Summary: We excuse everything with "I don’t care", but when we see the eyes of those we have offended and hear them speak, we know that we have hurt them. When we see Christ and hear Him at the cross, we can no longer pretend that we don’t care.
“I don’t care.” That was the mechanism I used as a boy to fend off whatever punishment my parents gave. “You’re grounded.” “I don’t care”. “No allowance this week.” I don’t care.” And, to tell the truth, I didn’t care. I would just go to some quiet corner and get a book and read. I was quite happy. I didn’t care. “Go to your room and shut the door until I tell you to come out.” “I don’t care”. And I didn’t care. My little room had, in addition to my books, a little radio on which I could listen to University of Kentucky basketball, sadly this year already terminated in March Madness, but not in my boyhood days. The room had my stamp collection, through which, in my mind, I could visit all sorts of exotic locations; and it had two large windows, through which I could sail paper airplanes I had designed. No, I didn’t care. I could amuse myself and forget about whatever it was I had done that put me in that place.
“I don’t care” was my ultimate all-purpose rejoinder, a terrible taunt that told my parents their efforts to discipline me were worthless. A silly slap that let me slide into my own little corner and feel smug. “I don’t care”.
Of course eventually my parents would let me out, and the look on their faces as well as the words from their lips told me … well, let’s leave that for a moment.
“I don’t care” is the defense of the whole human race, isn’t it? As long as we can put up that brave front, we suppose that we can get away with almost anything. We can slander someone, making the most outrageous assumptions, and if we are challenged, we can say, “That’s the way it seems to me. I don’t care”.
We can say hurtful things to one another and not feel a thing, especially if we put some distance between ourselves and those we are hurting. Email! Have you noticed that typing stuff to one another creates an emotional distance, and we seem no longer to care how we treat one another?
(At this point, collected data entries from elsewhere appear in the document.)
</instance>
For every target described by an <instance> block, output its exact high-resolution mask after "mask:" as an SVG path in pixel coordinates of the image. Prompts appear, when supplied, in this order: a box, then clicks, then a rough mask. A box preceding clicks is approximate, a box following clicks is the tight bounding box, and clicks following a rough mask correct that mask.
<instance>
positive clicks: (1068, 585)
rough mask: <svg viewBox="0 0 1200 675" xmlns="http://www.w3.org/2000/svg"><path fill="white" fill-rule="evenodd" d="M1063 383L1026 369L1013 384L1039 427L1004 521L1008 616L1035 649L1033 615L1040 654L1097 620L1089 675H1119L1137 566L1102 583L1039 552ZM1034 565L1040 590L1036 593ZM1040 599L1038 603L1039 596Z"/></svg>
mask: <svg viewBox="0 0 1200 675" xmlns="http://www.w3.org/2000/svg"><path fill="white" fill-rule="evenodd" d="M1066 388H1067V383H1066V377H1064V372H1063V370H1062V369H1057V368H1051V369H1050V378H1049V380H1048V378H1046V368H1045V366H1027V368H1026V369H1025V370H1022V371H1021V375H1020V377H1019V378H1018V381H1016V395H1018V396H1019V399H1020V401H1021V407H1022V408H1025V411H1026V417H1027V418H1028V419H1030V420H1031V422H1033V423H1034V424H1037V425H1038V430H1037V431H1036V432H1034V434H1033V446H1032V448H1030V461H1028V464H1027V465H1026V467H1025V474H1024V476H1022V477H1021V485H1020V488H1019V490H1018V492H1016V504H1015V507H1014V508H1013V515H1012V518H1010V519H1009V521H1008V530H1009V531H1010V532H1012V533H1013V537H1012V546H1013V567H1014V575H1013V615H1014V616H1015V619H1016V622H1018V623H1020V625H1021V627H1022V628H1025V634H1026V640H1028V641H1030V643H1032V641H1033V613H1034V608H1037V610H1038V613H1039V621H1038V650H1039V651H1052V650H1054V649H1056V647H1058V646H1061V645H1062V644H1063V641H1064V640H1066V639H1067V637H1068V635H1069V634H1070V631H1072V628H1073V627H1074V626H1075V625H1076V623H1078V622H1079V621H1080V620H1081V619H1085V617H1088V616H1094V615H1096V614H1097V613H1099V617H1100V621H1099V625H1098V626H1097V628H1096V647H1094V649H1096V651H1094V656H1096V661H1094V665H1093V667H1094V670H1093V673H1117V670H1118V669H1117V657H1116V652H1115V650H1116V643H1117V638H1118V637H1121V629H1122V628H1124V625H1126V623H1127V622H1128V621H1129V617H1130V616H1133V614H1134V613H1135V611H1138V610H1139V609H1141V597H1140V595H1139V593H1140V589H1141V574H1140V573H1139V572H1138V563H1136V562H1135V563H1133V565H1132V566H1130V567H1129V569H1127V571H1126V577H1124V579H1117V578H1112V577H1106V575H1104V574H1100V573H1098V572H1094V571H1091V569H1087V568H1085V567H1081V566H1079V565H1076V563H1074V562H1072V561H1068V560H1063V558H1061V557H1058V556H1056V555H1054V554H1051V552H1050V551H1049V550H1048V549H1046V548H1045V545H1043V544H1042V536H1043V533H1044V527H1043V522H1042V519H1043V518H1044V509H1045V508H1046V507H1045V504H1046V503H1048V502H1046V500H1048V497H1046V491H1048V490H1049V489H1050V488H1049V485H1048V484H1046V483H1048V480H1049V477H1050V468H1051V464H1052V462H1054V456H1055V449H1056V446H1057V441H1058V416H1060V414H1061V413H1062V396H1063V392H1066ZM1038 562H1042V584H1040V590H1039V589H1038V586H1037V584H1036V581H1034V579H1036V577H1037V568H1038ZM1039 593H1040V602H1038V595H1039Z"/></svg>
One day at the church where I was pastor, I was working away in my office, and suddenly there came an email that was a copy of something sent by a church member to my assistant pastor. My assistant felt hurt by it, and wanted me to see what had been sent her. Before I knew it, another email popped up, the assistant pastor replying to the church member, copying me. And then a reply to the reply, more pointed, more emotional. By the time we got to the reply to the reply to the reply, I was out of my office, hurrying to my assistant’s office. The door was shut; I knocked, and she said, “Not now.” I identified myself, and she repeated, “Please, not now.” So I was reduced to returning to my computer and emailing both her and her protagonist, trying to intervene before they really damaged each other!
It was all a huge misunderstanding and they are now the dearest of friends. But how easily we lapse into hurting one another and finding ever more sophisticated ways of saying, “I don’t care”.
In fact, when she finally unlocked her office door and let me in, the look on her face and the words from her lips told me … well, let’s leave that for a moment.